Just a look-see to check that they would all enter their respective mortises at the same time:

Yup:

I then turned my attention to completing the joinery between the nose pieces and the kabuki. Here I’m employing lapped rod tenons running right through the post, secured top and bottom with a pair of tapered parallelogram-shaped keys called shachi-sen. 4 pairs of keys, male and female halves — four hours of shop time. Here’s a video showing a few highlights:

The trenches for the pins lined up okay and I was pleased with the outcome:

The view is with the magusa also in position – I left just enough room at the front face of that stick to slide the key in.

The other side:

A little adjustment to come yet, but seems to be most of the way there.

All for today. Thanks for your visit and hope to see you again. Onward and upward: post 40

8 Replies to “Gateway (39)”

  1. It appears that the hammerhead key mortices would be more effective were you to flip the magusa 180º, the the keys would be captured as you drive them home.

  2. Jonny,

    thanks for the comment. I understand your observation however there are a couple of issues with that idea. For one, offsetting the sliding mortises in that direction would mean that at one end of one of the sticks the mortised portion would be quite close to the end of the stick and I'd rather avoid that. For another, there is the matter of separating the parts after checking the fits of the two beams together with the keys in place: while the keys would be captured in one direction, they would slide back an unpredictable amount in the other, which could make the two beams impossible to separate: a disaster. Joinery should, ideally, be reversible, whether for trial assembly or for repair down the line.

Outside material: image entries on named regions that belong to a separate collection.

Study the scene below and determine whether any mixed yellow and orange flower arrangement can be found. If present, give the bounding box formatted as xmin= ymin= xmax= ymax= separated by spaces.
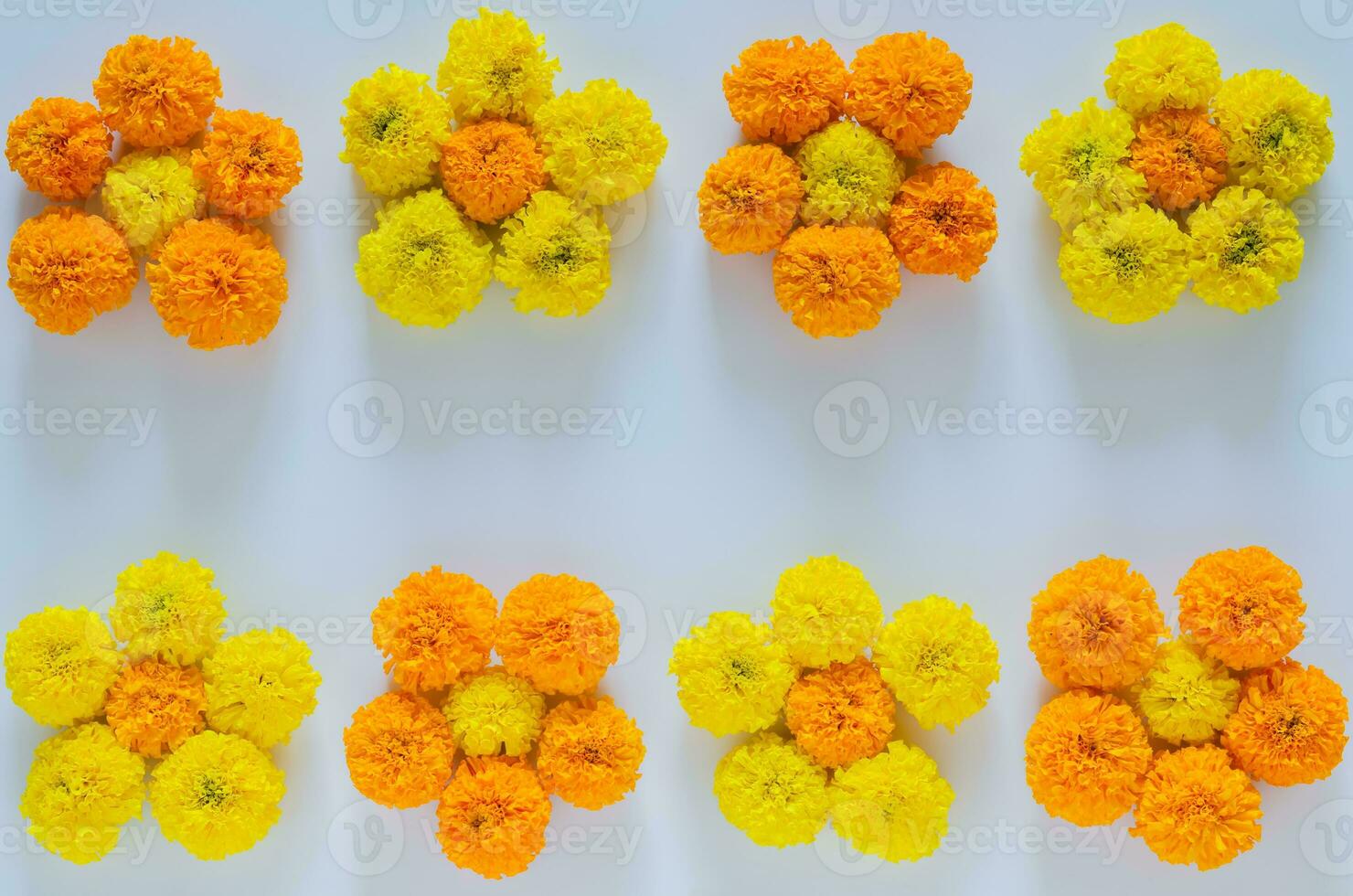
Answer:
xmin=344 ymin=566 xmax=644 ymax=879
xmin=5 ymin=35 xmax=302 ymax=350
xmin=4 ymin=552 xmax=319 ymax=865
xmin=1020 ymin=23 xmax=1334 ymax=324
xmin=1024 ymin=547 xmax=1349 ymax=870
xmin=339 ymin=6 xmax=667 ymax=327
xmin=668 ymin=556 xmax=1000 ymax=862
xmin=698 ymin=31 xmax=996 ymax=338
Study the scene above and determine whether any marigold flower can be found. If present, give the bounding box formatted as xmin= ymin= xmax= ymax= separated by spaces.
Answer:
xmin=1221 ymin=659 xmax=1349 ymax=786
xmin=846 ymin=31 xmax=973 ymax=158
xmin=9 ymin=206 xmax=139 ymax=336
xmin=93 ymin=34 xmax=220 ymax=147
xmin=724 ymin=35 xmax=846 ymax=146
xmin=342 ymin=690 xmax=456 ymax=809
xmin=4 ymin=96 xmax=112 ymax=202
xmin=19 ymin=723 xmax=146 ymax=865
xmin=1176 ymin=547 xmax=1305 ymax=670
xmin=4 ymin=606 xmax=122 ymax=727
xmin=714 ymin=732 xmax=828 ymax=846
xmin=371 ymin=566 xmax=498 ymax=691
xmin=146 ymin=218 xmax=287 ymax=352
xmin=1131 ymin=744 xmax=1263 ymax=871
xmin=1024 ymin=690 xmax=1151 ymax=827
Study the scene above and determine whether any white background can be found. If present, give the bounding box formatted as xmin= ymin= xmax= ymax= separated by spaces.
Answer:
xmin=0 ymin=0 xmax=1353 ymax=896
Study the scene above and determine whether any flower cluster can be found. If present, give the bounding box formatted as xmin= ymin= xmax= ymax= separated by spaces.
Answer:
xmin=1024 ymin=547 xmax=1349 ymax=870
xmin=4 ymin=552 xmax=319 ymax=865
xmin=698 ymin=31 xmax=996 ymax=338
xmin=344 ymin=566 xmax=644 ymax=879
xmin=5 ymin=35 xmax=301 ymax=350
xmin=1020 ymin=23 xmax=1334 ymax=324
xmin=667 ymin=556 xmax=1000 ymax=862
xmin=339 ymin=6 xmax=667 ymax=327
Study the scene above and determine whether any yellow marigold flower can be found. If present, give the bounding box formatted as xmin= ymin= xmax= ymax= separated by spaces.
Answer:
xmin=356 ymin=189 xmax=494 ymax=326
xmin=19 ymin=723 xmax=146 ymax=865
xmin=536 ymin=697 xmax=644 ymax=809
xmin=874 ymin=594 xmax=1001 ymax=731
xmin=828 ymin=741 xmax=953 ymax=862
xmin=4 ymin=96 xmax=112 ymax=202
xmin=667 ymin=613 xmax=795 ymax=738
xmin=202 ymin=628 xmax=321 ymax=750
xmin=371 ymin=566 xmax=498 ymax=691
xmin=338 ymin=64 xmax=451 ymax=197
xmin=1188 ymin=187 xmax=1305 ymax=314
xmin=724 ymin=37 xmax=846 ymax=144
xmin=1104 ymin=22 xmax=1221 ymax=116
xmin=1131 ymin=744 xmax=1263 ymax=871
xmin=342 ymin=690 xmax=456 ymax=809
xmin=1176 ymin=547 xmax=1305 ymax=670
xmin=146 ymin=218 xmax=287 ymax=352
xmin=1214 ymin=69 xmax=1334 ymax=202
xmin=1221 ymin=659 xmax=1349 ymax=786
xmin=93 ymin=34 xmax=220 ymax=146
xmin=772 ymin=226 xmax=902 ymax=338
xmin=104 ymin=659 xmax=207 ymax=759
xmin=1024 ymin=690 xmax=1151 ymax=827
xmin=441 ymin=668 xmax=545 ymax=757
xmin=784 ymin=656 xmax=897 ymax=769
xmin=714 ymin=732 xmax=826 ymax=848
xmin=437 ymin=757 xmax=549 ymax=880
xmin=494 ymin=189 xmax=610 ymax=316
xmin=846 ymin=31 xmax=973 ymax=158
xmin=437 ymin=6 xmax=559 ymax=124
xmin=4 ymin=606 xmax=122 ymax=727
xmin=9 ymin=206 xmax=139 ymax=336
xmin=1057 ymin=205 xmax=1192 ymax=324
xmin=150 ymin=731 xmax=287 ymax=859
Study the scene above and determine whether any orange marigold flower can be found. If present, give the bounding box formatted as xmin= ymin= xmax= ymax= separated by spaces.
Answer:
xmin=496 ymin=575 xmax=620 ymax=696
xmin=724 ymin=37 xmax=846 ymax=144
xmin=371 ymin=566 xmax=498 ymax=690
xmin=93 ymin=34 xmax=220 ymax=147
xmin=888 ymin=163 xmax=996 ymax=282
xmin=772 ymin=225 xmax=902 ymax=338
xmin=784 ymin=656 xmax=897 ymax=769
xmin=1221 ymin=659 xmax=1349 ymax=786
xmin=9 ymin=206 xmax=138 ymax=336
xmin=146 ymin=218 xmax=287 ymax=352
xmin=1028 ymin=556 xmax=1165 ymax=690
xmin=437 ymin=757 xmax=549 ymax=880
xmin=846 ymin=31 xmax=973 ymax=158
xmin=536 ymin=697 xmax=644 ymax=809
xmin=342 ymin=690 xmax=456 ymax=809
xmin=4 ymin=96 xmax=112 ymax=202
xmin=1024 ymin=690 xmax=1151 ymax=827
xmin=1176 ymin=547 xmax=1305 ymax=668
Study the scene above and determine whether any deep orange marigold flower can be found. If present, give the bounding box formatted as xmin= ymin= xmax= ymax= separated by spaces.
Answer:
xmin=772 ymin=225 xmax=902 ymax=338
xmin=146 ymin=218 xmax=287 ymax=350
xmin=9 ymin=206 xmax=138 ymax=336
xmin=724 ymin=37 xmax=846 ymax=144
xmin=1221 ymin=659 xmax=1349 ymax=786
xmin=93 ymin=34 xmax=220 ymax=147
xmin=342 ymin=690 xmax=456 ymax=809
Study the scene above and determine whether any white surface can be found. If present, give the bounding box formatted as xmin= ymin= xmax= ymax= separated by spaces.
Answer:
xmin=0 ymin=0 xmax=1353 ymax=896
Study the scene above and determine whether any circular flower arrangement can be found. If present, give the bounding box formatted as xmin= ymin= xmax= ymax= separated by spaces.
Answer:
xmin=698 ymin=31 xmax=996 ymax=338
xmin=4 ymin=552 xmax=319 ymax=865
xmin=339 ymin=6 xmax=667 ymax=327
xmin=1020 ymin=23 xmax=1334 ymax=324
xmin=1022 ymin=547 xmax=1349 ymax=870
xmin=344 ymin=566 xmax=644 ymax=879
xmin=667 ymin=556 xmax=1000 ymax=862
xmin=5 ymin=35 xmax=302 ymax=350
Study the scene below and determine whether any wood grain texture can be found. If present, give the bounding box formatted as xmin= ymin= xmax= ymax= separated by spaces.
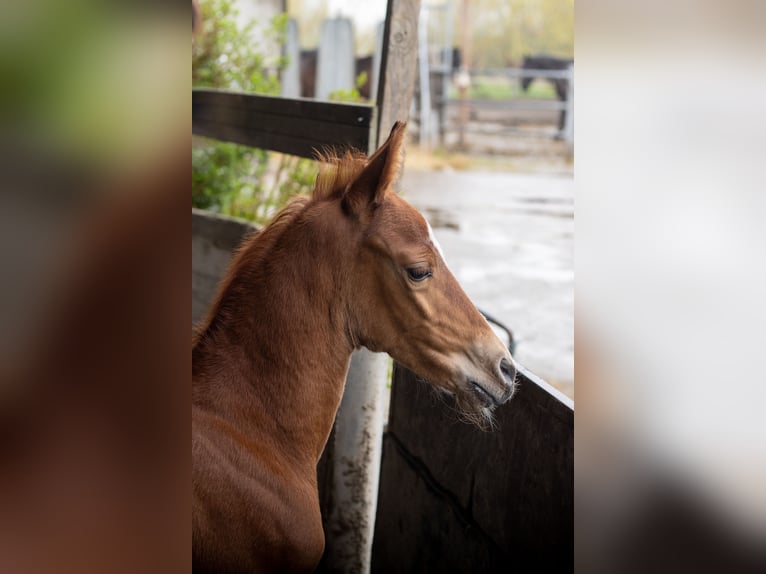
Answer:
xmin=376 ymin=0 xmax=420 ymax=151
xmin=192 ymin=89 xmax=374 ymax=158
xmin=372 ymin=365 xmax=574 ymax=572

    The solution to the 'key sliding problem' is to fit plugs into the mortises on the stick which receives the keys first (place the keys in, drive them tight, then fit plugs into those mortises) thus trapping the keys in position on that stick. Then the assembly can be fitted to the other beam, driven along to lock, and then driven apart. With the use of these plugs, it doesn't matter in which direction the hammerhead keys are inserted in the first stick.

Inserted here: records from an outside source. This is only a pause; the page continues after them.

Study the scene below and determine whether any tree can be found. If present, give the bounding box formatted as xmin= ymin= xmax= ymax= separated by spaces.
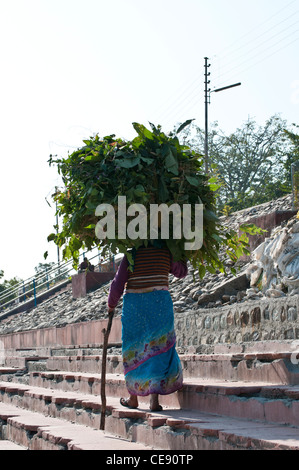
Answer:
xmin=284 ymin=125 xmax=299 ymax=208
xmin=182 ymin=115 xmax=289 ymax=211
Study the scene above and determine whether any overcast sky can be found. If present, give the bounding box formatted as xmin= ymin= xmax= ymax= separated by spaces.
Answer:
xmin=0 ymin=0 xmax=299 ymax=279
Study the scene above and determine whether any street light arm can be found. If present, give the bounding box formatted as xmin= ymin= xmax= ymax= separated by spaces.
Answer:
xmin=211 ymin=83 xmax=241 ymax=93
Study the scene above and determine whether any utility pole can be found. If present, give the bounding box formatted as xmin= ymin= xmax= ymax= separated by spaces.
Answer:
xmin=55 ymin=186 xmax=60 ymax=273
xmin=205 ymin=57 xmax=241 ymax=175
xmin=205 ymin=57 xmax=211 ymax=174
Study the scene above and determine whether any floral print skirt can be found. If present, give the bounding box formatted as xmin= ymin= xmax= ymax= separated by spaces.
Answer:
xmin=122 ymin=290 xmax=183 ymax=396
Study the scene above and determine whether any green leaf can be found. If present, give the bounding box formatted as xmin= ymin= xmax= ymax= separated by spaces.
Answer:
xmin=47 ymin=233 xmax=56 ymax=242
xmin=114 ymin=157 xmax=140 ymax=168
xmin=185 ymin=175 xmax=200 ymax=187
xmin=132 ymin=122 xmax=154 ymax=140
xmin=165 ymin=150 xmax=179 ymax=175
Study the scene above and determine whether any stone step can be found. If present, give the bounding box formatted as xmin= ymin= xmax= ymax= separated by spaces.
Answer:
xmin=0 ymin=391 xmax=299 ymax=452
xmin=0 ymin=440 xmax=26 ymax=451
xmin=47 ymin=351 xmax=299 ymax=384
xmin=4 ymin=371 xmax=299 ymax=426
xmin=0 ymin=403 xmax=150 ymax=452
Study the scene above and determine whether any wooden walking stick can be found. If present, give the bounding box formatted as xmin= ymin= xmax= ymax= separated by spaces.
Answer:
xmin=100 ymin=310 xmax=114 ymax=430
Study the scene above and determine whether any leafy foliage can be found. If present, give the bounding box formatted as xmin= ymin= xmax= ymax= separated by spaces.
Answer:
xmin=180 ymin=115 xmax=293 ymax=211
xmin=48 ymin=121 xmax=264 ymax=277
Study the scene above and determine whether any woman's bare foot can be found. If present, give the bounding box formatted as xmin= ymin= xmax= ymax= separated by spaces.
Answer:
xmin=150 ymin=393 xmax=163 ymax=411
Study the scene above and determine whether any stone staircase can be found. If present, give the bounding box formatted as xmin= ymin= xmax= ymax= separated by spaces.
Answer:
xmin=0 ymin=341 xmax=299 ymax=452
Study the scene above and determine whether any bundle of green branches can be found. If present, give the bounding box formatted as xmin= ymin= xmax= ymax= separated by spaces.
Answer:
xmin=48 ymin=121 xmax=260 ymax=277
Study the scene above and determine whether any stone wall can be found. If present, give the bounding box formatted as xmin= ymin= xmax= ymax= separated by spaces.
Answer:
xmin=175 ymin=295 xmax=299 ymax=353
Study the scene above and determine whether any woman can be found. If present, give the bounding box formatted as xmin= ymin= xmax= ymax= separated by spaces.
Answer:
xmin=108 ymin=245 xmax=188 ymax=411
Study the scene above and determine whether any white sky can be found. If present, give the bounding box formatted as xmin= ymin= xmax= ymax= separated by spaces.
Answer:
xmin=0 ymin=0 xmax=299 ymax=279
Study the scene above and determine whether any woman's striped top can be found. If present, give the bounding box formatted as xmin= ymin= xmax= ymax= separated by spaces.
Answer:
xmin=126 ymin=247 xmax=171 ymax=292
xmin=108 ymin=247 xmax=188 ymax=308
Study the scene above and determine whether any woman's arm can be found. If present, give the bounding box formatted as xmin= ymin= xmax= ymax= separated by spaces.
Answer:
xmin=108 ymin=256 xmax=129 ymax=310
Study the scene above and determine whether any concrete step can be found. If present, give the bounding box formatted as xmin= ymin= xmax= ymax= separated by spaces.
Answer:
xmin=0 ymin=440 xmax=26 ymax=451
xmin=0 ymin=403 xmax=154 ymax=452
xmin=47 ymin=349 xmax=299 ymax=385
xmin=0 ymin=391 xmax=299 ymax=452
xmin=26 ymin=371 xmax=299 ymax=426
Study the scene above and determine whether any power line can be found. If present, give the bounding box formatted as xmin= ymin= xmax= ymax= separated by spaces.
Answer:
xmin=217 ymin=15 xmax=299 ymax=77
xmin=219 ymin=0 xmax=298 ymax=56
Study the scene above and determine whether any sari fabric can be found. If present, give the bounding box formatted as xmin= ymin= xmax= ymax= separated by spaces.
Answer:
xmin=122 ymin=290 xmax=183 ymax=396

    A final aspect to this is that the plugs serve to block the entry of water into the open mortises, which could happen as the timbers are exposed to the weather – moisture could wick into any gaps which might open between the parts. In this case, the magusa is the piece on the bottom and is more vulnerable to this issue with its key mortises upright and against the kabuki, so it is the magusa which receives the keys first and has its mortises plugged. Make sense?